A Priori or Posteriori?: A priori
Isolate or in a Family?: Main dialect of the Łoresan family
Inherited Language Features: Head-marking in the verb, somewhat dependent-marking in the noun. Also, minimal case marking.

How Many Numbers?: 2-3
Which Numbers?: Singular, plural, and in some dialects, dual.

Native Script: Flishiγ
Romanised?: Yes, but not in-universe.
Script "Depth": Somewhat shallow

Predominant Affix Type: Predominantly prefixing
Variable or Absolute Suffixes?: Mostly variable affixes

Morphosyntactic Alignment: Nouns are unmarked for A, S, and O.  
Primary Word Order: Virtually, if not completely free
Alternate Word Order: VSO
Head Position: Head initial
Language Type: Synthetic
Secondary Type: Agglutinating

Different Registers?: yes
Amount of Registers: 2
Types of Registers: Literary, colloquial
How Are They Formed: Differences in vocabulary and pragmatics, as well as honorifics

Declined?: Yes.
Conjugated? Yes.

Amount of Phonemes: TBD
How Many in Each Class?: -
Basic Syllable Structure: Primarily CV. But the language also features complex onsets and syllabic resonants m, n, and r
Significant Sound Changes?: TBD
Which (if any)?: -
Minor Sound Changes: -
Which (if any)?: -

Tonality?: No
Phonemic Stress?: Yes
Amounts of Stress: Primary, secondary
Stress Position: Primarily word-initial. Some affixes are fortis, shifting stress. Others, such as definite articles, are lenis, making the stress stem-initial.

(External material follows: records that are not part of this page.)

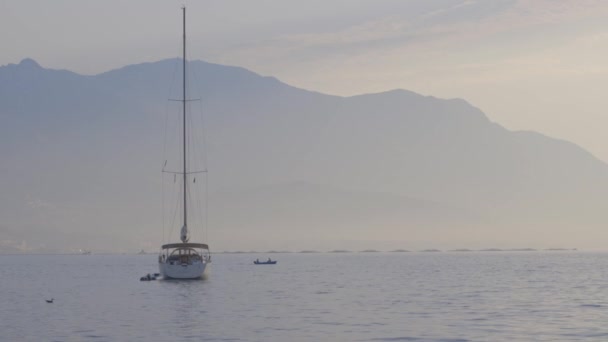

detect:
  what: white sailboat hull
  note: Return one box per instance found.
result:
[158,261,211,279]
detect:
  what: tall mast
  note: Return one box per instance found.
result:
[182,6,188,238]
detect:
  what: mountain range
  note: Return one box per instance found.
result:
[0,59,608,252]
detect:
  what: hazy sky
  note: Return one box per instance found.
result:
[0,0,608,161]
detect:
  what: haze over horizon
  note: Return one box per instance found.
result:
[0,0,608,250]
[0,0,608,161]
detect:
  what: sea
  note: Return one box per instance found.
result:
[0,251,608,342]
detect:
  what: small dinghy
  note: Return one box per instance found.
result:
[139,273,160,281]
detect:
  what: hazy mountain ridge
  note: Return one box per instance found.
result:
[0,59,608,249]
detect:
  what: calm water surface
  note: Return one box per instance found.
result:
[0,252,608,342]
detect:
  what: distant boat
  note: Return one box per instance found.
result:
[158,7,211,279]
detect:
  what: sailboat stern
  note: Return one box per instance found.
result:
[158,243,211,279]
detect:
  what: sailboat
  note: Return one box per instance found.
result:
[158,7,211,279]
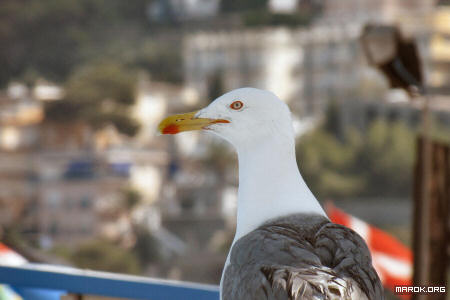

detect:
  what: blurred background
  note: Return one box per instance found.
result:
[0,0,450,298]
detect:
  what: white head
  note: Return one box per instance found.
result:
[159,88,325,251]
[159,88,294,150]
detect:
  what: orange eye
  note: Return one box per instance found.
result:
[230,100,244,110]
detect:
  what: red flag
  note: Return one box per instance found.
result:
[326,203,413,299]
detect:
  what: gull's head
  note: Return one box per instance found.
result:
[158,88,294,148]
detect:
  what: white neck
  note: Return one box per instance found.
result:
[234,135,326,241]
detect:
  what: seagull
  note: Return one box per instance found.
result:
[158,88,384,300]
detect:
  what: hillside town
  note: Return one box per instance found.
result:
[0,0,450,292]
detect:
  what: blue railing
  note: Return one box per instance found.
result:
[0,264,219,300]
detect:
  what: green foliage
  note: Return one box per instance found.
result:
[133,225,161,265]
[0,0,150,86]
[70,240,141,274]
[297,121,415,198]
[208,72,225,102]
[45,62,139,136]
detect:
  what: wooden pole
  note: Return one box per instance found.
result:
[413,96,431,300]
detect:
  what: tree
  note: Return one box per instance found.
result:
[45,62,139,136]
[297,120,415,198]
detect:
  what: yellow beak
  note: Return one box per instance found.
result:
[158,111,230,134]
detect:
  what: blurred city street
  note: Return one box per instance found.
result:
[0,0,450,299]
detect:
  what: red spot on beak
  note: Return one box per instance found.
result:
[212,119,230,124]
[162,124,180,134]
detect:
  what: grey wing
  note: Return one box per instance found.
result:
[315,223,384,300]
[222,216,383,300]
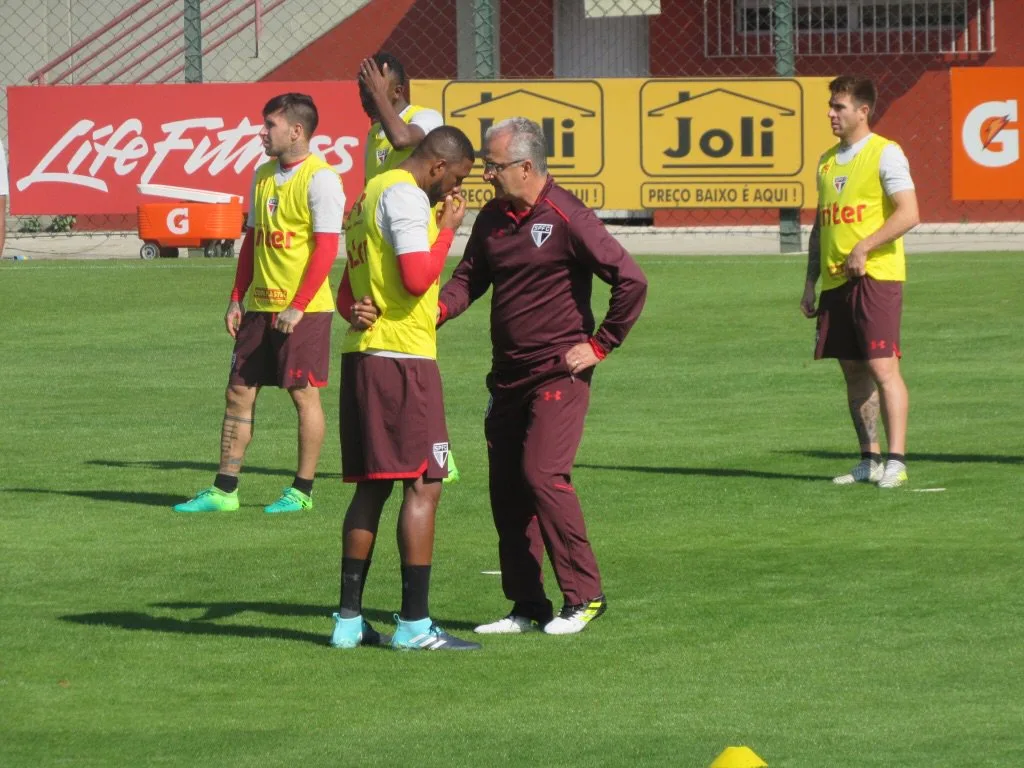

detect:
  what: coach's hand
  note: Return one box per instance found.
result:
[348,296,381,331]
[800,283,818,317]
[273,306,305,334]
[224,301,246,339]
[845,243,867,278]
[437,193,466,231]
[565,341,601,376]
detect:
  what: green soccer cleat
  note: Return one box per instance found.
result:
[174,485,239,512]
[263,486,313,515]
[879,461,907,488]
[391,615,480,650]
[441,451,460,485]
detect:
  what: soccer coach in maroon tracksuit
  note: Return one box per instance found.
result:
[439,118,647,635]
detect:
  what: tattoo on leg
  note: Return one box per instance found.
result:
[220,414,253,469]
[850,392,879,445]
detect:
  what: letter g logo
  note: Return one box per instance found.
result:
[961,99,1021,168]
[167,208,188,234]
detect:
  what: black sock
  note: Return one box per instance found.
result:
[213,473,239,494]
[292,475,313,496]
[338,557,370,618]
[400,565,430,622]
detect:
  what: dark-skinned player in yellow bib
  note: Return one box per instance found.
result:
[331,126,480,650]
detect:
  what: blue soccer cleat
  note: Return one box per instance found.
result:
[331,613,391,648]
[391,615,480,650]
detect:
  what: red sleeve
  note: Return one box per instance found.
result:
[291,232,341,311]
[338,264,355,323]
[231,228,255,301]
[398,229,455,296]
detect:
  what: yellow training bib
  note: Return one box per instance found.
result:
[817,134,906,291]
[246,155,341,312]
[341,169,440,359]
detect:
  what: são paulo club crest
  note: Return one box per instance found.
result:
[434,442,447,467]
[529,224,554,248]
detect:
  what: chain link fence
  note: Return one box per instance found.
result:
[0,0,1024,237]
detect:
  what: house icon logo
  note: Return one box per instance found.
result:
[441,80,604,181]
[640,80,804,177]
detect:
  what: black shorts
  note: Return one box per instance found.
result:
[339,352,449,482]
[814,275,903,360]
[227,312,334,389]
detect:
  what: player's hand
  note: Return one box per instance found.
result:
[224,301,246,339]
[273,306,305,334]
[437,193,466,231]
[844,243,867,278]
[565,341,601,376]
[348,296,381,331]
[358,58,390,104]
[800,285,818,317]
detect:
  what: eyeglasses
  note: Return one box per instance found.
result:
[483,158,529,173]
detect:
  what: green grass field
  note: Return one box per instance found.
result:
[0,253,1024,768]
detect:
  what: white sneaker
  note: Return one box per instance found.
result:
[833,459,886,485]
[473,613,538,635]
[879,461,907,488]
[544,595,608,635]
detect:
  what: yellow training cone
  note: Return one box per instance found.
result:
[711,746,768,768]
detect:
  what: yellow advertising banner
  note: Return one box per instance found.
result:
[412,78,836,210]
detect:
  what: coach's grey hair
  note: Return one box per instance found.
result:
[483,118,548,173]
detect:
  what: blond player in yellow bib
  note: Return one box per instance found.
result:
[331,126,479,650]
[174,93,345,514]
[801,76,920,488]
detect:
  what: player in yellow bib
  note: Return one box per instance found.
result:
[174,93,345,514]
[801,77,920,488]
[358,51,444,181]
[358,51,459,483]
[331,126,479,650]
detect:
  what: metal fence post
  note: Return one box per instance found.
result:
[772,0,801,253]
[473,0,498,80]
[184,0,203,83]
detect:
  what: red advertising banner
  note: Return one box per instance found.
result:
[7,81,370,215]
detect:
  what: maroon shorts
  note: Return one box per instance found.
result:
[227,312,334,389]
[339,352,449,482]
[814,275,903,360]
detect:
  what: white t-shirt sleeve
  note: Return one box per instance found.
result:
[0,141,10,198]
[376,184,431,256]
[409,110,444,133]
[307,168,345,234]
[879,144,913,198]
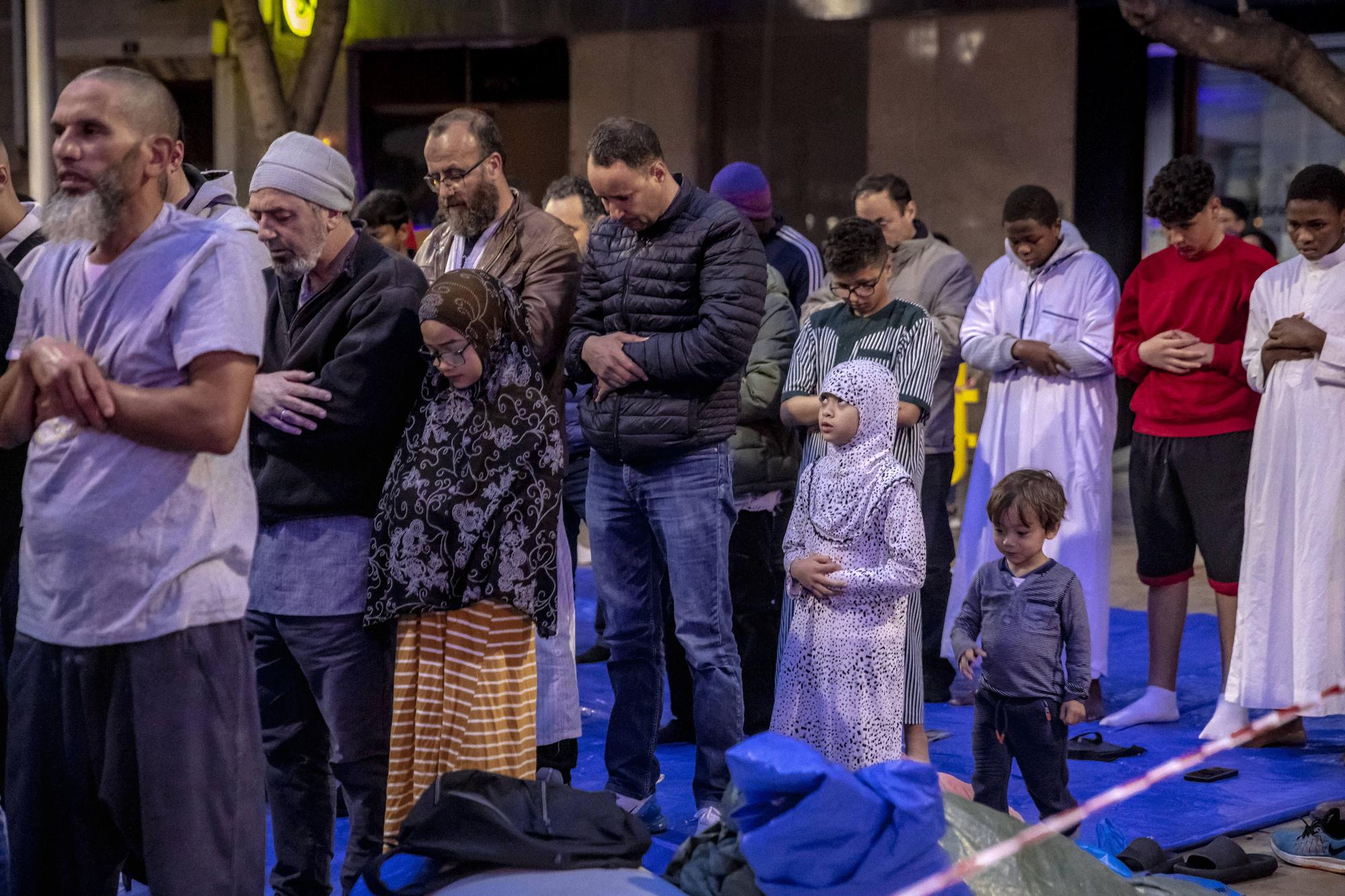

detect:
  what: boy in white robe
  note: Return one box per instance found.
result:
[1224,164,1345,745]
[944,186,1120,720]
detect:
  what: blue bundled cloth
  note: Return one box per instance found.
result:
[728,732,971,896]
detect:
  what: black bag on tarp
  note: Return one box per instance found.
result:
[362,771,650,896]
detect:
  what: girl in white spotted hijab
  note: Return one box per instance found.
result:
[771,360,925,770]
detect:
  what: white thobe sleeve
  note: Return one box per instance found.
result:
[1243,274,1274,391]
[960,270,1018,372]
[1317,332,1345,386]
[1050,258,1120,379]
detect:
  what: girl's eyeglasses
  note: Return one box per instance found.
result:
[420,345,469,367]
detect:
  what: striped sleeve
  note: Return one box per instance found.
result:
[780,319,822,401]
[893,315,943,419]
[776,225,826,294]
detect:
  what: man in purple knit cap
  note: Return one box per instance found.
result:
[710,161,824,312]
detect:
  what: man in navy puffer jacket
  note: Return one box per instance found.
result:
[566,118,765,827]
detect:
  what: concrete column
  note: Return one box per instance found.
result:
[24,0,56,202]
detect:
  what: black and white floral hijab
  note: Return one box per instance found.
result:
[364,269,565,635]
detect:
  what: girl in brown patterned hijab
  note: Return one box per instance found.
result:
[364,269,565,841]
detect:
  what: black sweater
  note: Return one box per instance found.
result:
[250,231,426,522]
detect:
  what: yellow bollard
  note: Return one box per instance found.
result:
[952,364,981,486]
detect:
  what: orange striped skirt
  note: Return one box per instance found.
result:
[383,600,537,844]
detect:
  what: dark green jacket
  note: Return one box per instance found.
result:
[729,268,799,498]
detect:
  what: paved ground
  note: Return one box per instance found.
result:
[580,450,1345,896]
[1033,450,1345,896]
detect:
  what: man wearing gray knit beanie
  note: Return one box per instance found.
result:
[247,133,425,896]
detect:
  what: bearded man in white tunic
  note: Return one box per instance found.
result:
[1224,165,1345,745]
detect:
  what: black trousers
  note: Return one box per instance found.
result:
[561,450,607,643]
[0,528,22,801]
[920,452,958,700]
[663,503,792,735]
[971,689,1079,818]
[247,611,393,896]
[5,622,266,896]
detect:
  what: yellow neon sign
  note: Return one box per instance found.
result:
[281,0,317,38]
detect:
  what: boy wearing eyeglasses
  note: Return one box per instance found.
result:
[780,218,943,762]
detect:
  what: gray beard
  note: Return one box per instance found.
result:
[270,247,323,280]
[42,180,129,243]
[444,183,500,239]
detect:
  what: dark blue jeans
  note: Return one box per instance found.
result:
[588,442,742,807]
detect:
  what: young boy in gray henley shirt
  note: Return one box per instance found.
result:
[952,470,1091,818]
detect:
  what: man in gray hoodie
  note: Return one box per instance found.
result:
[164,137,270,270]
[800,173,976,717]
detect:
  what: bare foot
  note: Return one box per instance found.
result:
[1084,678,1107,721]
[1243,719,1307,747]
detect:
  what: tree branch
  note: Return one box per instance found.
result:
[292,0,350,133]
[223,0,292,144]
[1118,0,1345,133]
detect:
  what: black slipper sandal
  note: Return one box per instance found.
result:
[1171,837,1279,884]
[1116,837,1181,874]
[1067,731,1149,763]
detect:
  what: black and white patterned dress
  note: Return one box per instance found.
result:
[771,360,925,770]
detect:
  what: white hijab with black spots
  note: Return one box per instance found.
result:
[807,360,911,542]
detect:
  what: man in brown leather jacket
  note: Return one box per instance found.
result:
[416,109,580,406]
[416,109,580,783]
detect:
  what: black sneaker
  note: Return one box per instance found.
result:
[574,645,612,665]
[659,719,695,744]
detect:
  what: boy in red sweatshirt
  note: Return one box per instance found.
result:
[1102,156,1275,739]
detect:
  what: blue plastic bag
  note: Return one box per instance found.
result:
[728,732,971,896]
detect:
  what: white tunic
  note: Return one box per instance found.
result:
[1224,246,1345,716]
[943,220,1120,678]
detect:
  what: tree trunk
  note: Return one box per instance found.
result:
[223,0,293,145]
[1118,0,1345,133]
[223,0,350,145]
[291,0,350,133]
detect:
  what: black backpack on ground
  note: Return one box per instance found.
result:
[362,771,650,896]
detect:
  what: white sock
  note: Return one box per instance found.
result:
[1200,697,1248,740]
[1099,685,1181,728]
[616,794,651,815]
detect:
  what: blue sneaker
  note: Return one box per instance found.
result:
[635,797,668,834]
[1271,809,1345,874]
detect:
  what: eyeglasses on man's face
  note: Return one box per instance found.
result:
[831,277,881,298]
[422,153,494,191]
[420,345,469,367]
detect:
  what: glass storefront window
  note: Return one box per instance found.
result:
[1143,34,1345,258]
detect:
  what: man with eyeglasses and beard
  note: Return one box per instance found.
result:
[416,109,581,779]
[247,133,426,896]
[780,218,943,762]
[0,67,265,896]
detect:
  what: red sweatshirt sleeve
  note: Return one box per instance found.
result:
[1208,254,1275,386]
[1111,268,1146,382]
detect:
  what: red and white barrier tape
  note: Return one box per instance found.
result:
[894,680,1345,896]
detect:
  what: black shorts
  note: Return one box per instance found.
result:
[1130,430,1252,595]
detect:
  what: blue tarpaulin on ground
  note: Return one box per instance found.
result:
[132,568,1345,895]
[574,569,1345,870]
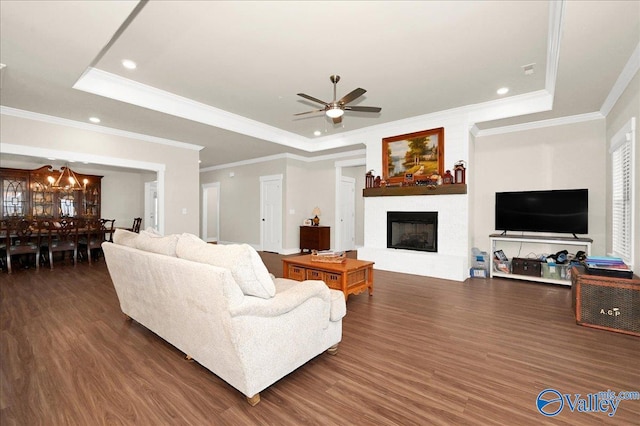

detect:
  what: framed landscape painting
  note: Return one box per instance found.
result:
[382,127,444,184]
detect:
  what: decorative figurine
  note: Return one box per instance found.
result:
[442,170,453,185]
[453,160,466,183]
[365,169,375,188]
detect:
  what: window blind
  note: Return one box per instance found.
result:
[610,119,635,265]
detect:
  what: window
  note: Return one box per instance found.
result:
[609,117,636,267]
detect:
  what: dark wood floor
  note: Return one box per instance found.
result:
[0,254,640,426]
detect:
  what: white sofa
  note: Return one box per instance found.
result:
[102,230,346,405]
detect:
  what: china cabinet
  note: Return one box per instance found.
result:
[0,166,102,219]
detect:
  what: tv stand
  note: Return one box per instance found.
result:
[489,234,593,286]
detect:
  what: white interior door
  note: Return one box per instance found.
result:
[338,176,356,251]
[260,175,282,253]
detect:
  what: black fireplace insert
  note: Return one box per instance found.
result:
[387,212,438,252]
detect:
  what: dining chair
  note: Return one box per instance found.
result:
[5,219,40,273]
[78,219,106,263]
[100,219,116,243]
[47,219,79,269]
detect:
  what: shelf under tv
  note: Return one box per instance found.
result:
[489,234,593,286]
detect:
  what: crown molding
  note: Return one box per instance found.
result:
[0,106,204,151]
[73,68,313,151]
[545,0,565,96]
[0,142,166,172]
[470,112,605,137]
[200,149,366,173]
[600,43,640,116]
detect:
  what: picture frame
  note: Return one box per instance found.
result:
[382,127,444,184]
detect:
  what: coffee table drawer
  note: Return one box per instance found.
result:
[323,272,342,290]
[288,265,307,281]
[307,269,324,281]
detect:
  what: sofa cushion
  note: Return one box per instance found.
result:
[135,231,178,257]
[113,228,140,248]
[176,234,276,299]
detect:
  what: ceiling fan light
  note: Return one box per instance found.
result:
[327,107,344,118]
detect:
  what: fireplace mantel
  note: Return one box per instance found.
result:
[362,183,467,197]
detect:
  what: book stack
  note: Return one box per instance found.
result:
[585,256,633,278]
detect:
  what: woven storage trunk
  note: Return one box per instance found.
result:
[571,267,640,336]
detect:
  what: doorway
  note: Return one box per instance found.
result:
[260,175,282,253]
[144,180,158,231]
[201,182,220,243]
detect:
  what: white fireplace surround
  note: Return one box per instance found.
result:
[358,194,469,281]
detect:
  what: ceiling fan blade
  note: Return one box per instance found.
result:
[293,109,324,115]
[344,105,382,112]
[338,87,367,105]
[298,93,327,105]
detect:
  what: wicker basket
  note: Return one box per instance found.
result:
[311,250,347,263]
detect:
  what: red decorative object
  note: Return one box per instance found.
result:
[453,160,466,183]
[442,170,453,185]
[365,170,375,188]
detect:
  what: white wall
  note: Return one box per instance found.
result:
[200,154,364,254]
[358,111,471,281]
[342,166,367,248]
[471,119,606,257]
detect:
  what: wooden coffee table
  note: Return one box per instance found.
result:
[282,254,374,300]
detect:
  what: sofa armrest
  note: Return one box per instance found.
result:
[230,280,331,317]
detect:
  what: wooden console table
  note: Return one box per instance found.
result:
[300,226,331,253]
[282,254,374,300]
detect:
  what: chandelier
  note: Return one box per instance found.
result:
[47,164,89,191]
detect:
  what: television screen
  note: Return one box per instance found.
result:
[495,189,589,234]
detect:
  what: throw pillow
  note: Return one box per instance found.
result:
[176,234,276,299]
[113,228,140,248]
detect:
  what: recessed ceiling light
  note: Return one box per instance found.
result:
[122,59,138,70]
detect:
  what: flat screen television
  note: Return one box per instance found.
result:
[495,189,589,235]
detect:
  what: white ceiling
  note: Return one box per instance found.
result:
[0,0,640,168]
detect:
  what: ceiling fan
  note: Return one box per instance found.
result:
[294,75,382,124]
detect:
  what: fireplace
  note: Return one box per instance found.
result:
[387,212,438,253]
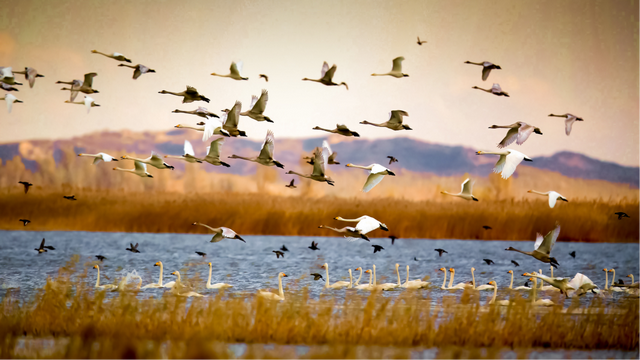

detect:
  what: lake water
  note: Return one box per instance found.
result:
[0,231,640,301]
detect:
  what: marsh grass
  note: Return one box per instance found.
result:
[0,189,640,242]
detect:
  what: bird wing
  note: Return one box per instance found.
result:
[362,173,384,192]
[184,140,196,156]
[258,130,275,160]
[391,56,404,72]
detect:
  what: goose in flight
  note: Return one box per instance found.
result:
[0,94,23,114]
[122,151,174,170]
[313,124,360,137]
[172,106,220,119]
[91,50,131,63]
[240,89,273,123]
[113,160,153,178]
[464,61,502,81]
[549,113,584,136]
[229,130,284,169]
[489,121,542,149]
[346,164,396,192]
[118,64,156,80]
[302,61,349,90]
[476,149,533,179]
[220,101,247,137]
[371,56,409,78]
[78,153,118,165]
[440,179,478,201]
[287,148,334,186]
[505,223,560,267]
[65,95,100,114]
[14,67,44,88]
[471,83,510,97]
[158,85,210,104]
[56,73,99,101]
[192,222,246,243]
[211,61,249,80]
[360,110,413,131]
[527,190,569,209]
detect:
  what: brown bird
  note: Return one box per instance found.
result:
[18,181,33,194]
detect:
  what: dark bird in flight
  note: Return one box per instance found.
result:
[616,211,631,220]
[18,181,32,193]
[125,243,140,253]
[310,273,324,281]
[434,249,448,257]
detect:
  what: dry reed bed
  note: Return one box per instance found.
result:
[0,190,640,242]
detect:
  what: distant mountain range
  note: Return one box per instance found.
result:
[0,129,640,188]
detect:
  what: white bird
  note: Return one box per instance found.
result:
[371,56,409,78]
[527,190,569,209]
[229,130,284,169]
[240,89,273,123]
[0,94,23,114]
[489,121,542,149]
[549,113,584,136]
[65,95,100,114]
[113,160,153,178]
[346,164,396,192]
[258,272,288,300]
[211,61,249,80]
[206,263,233,289]
[78,153,118,165]
[464,61,502,81]
[476,149,533,179]
[440,179,478,201]
[91,50,131,63]
[192,222,246,243]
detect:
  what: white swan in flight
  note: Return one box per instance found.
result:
[476,149,533,179]
[192,222,246,243]
[113,160,153,178]
[371,56,409,78]
[527,190,569,209]
[78,153,118,165]
[211,61,249,80]
[346,164,396,192]
[0,94,23,114]
[440,179,478,201]
[549,113,584,136]
[65,95,100,114]
[489,121,542,149]
[258,272,287,300]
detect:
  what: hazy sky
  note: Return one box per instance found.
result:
[0,0,640,166]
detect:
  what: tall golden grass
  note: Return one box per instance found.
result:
[0,257,640,354]
[0,189,640,242]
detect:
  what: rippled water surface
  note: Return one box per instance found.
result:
[0,231,640,301]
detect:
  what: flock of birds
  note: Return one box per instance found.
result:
[5,38,640,304]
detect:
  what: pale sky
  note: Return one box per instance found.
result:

Affixes or (P)articles?: Mostly affixes, but there are also particles.
Where?: Suffixes are common, but far less so than prefixes. Particles often precede the word they modify, but many of them are postpositive.
Cases?: Yes.
Amount of Cases: 2-5, depending on how you count
What Are They? Genitive, Dative, Vocative (uncommon), Locative (not a single case, but many productive derivational affixes), Instrumental

Verb Categories: Aspect, mood, and marginally, tense (The language is aspect-driven, so it has no past or present tense, but it does have a fairly robust future tense)
Amount for Each Category: TBD, but current inventory is 3 aspects, 5ish moods (2 of which are dubious, and 1 of which is dialect-specific), and 1 tense
How Are They Formed?: Much ablaut, some circumfixation, and some infixation.

Pronouns?: Yes
How many Persons?: 4
Genders?: It's complicated. There are three primary genders, and seven subgenders.
How many Numbers: 2-3, depending on dialect
Clusitivity?: Yes
What Levels?: 1st and "2nd person" inclusive and exclusive. 2nd person exclusive is actually an abstract or expository "you" that doesn't include the addressee.
Proximate/Obivate Distinction?: Yes.
Base Case for Most Pronoun Forms: Unmarked

Adjectives Agree with Nouns?: Yes.
Where, if at all?: Case and number.

Honorifics?: Yes.
Dependant on: Primary honorifics depend on race (dragon, human, elf). Secondary honorifics are generally used only within dragons, and they depend on species (the dragons have several). Tertiary honorifics depend on class.
Included How?: Honorifics are attested mostly as separate pronouns. Dragons have a syrinx rather than a larynx, so when they pronounce the honorific pronouns, they usually produce a specific interval (eg. a perfect fifth for a superior, a major third for somebody closer, and sometimes a major second for a lover). This also holds true for verbs that have these pronouns as arguments.

Evidentials?: Yes.
What type?: Firsthand, Secondhand, Hearsay, Irrealis

Compounds and Derivations Frequency: Fairly frequent
Methods of Compounding: Noun-noun compounds, and noun incorporation (types 1 and 2)
Methods of Derivation: Affixes and infixes

Purpose of Conlang: Artlang
Theme: A dragon and elvish language with Native American phonological and grammatical features. Thus far, my biggest grammatical influence is Hebrew, but the aspect system is much more complex, there are more moods, and the gender and agreement system is different.
Interesting Features?: Noun incorporation. It's freaking awesome. Also, a robust gender/noun class system and numeral classifiers used for one class.
Problems?: Native American languages tend to be fiendishly difficult. And I don't have the time to read all the papers and grammars that I need to in order to fully understand what I'm trying to do.
This is the second time I've rebooted this language. And this time, it's actually shaping up to be doable, since I didn't set unrealistic design goals, and since I know more about how some of these features work.
mcmisher Featured By Owner Feb 20, 2014  Hobbyist General Artist
When I first began conlanging, I did exactly what you did: set unrealistic goals and have no idea what I was doing. However, in this past year I have learned a lot about linguistics, and to be realistic with my goals and ideas. I also learned the value of being committed to the task at hand and to be patient. You can't rush art.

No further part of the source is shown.